Evaluation of Stenosis Detection Rate on Unseen Test Data

The stenosis detection rate (true positive rate/sensitivity) of the different models was computed for quantifiable stenoses in the main arteries. Interexpert, intracenter, and intercenter agreement were determined by treating each annotator in turn as the reference standard.

Table 3.

Stenosis Detection Rates for Quantifiable Stenoses in the Main Arteries on the Test Set, With 95% CIs

Model Number of Stenoses TP FN Stenosis Detection Rate
All test data
 Model 1 657 443 214 0.67 (0.64-0.71)
 Model 1B 657 389 268 0.61 (0.57-0.65)
 Model 1C 657 304 353 0.48 (0.44-0.52)
 Model 2 657 260 397 0.41 (0.37-0.46)
 Model 3 657 435 222 0.67 (0.63-0.71)
Test set of center 1
 Model 1 507 327 180 0.64 (0.59-0.69)
 Model 1B 507 282 225 0.58 (0.53-0.63)
 Model 1C 507 212 295 0.44 (0.39-0.49)
 Model 2 507 175 332 0.36 (0.32-0.41)
 Model 3 507 326 181 0.66 (0.62-0.71)
Test set of center 2
 Model 1 150 116 34 0.77 (0.70-0.84)
 Model 1B 150 107 43 0.70 (0.62-0.78)
 Model 1C 150 92 58 0.60 (0.51-0.68)
 Model 2 150 85 65 0.58 (0.50-0.66)
 Model 3 150 109 41 0.70 (0.63-0.78)

Each stenosis annotated by a reviewer was evaluated to determine whether the model detected it.

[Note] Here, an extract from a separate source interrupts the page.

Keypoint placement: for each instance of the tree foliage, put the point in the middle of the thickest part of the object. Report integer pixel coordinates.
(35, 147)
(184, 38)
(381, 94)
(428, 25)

Stenosis detection rate (sensitivity) is reported as mean (95% CI).

FN = false negative; TP = true positive.

Model performance varied by training and testing center. The mean detection rate difference between Model 1B (0.61) and Model 2 (0.41) was 0.20 on the complete test set, 0.22 on the center 1 test set (0.58 vs 0.36), and 0.12 on the center 2 test set (0.70 vs 0.58; Table 3). Models trained on center 1 data (Models 1, 1B, 1C) achieved higher stenosis detection rates on the center 2 test set, whereas Model 2 showed a lower performance on the center 1 test set. Detection rates increased for stenoses with QCA ≥0.5 (Model 3: 0.74; 95% CI: 0.70-0.78) and QCA >0.7 (Model 3: 0.76; 95% CI: 0.70-0.82), as shown in Supplemental Figure 4.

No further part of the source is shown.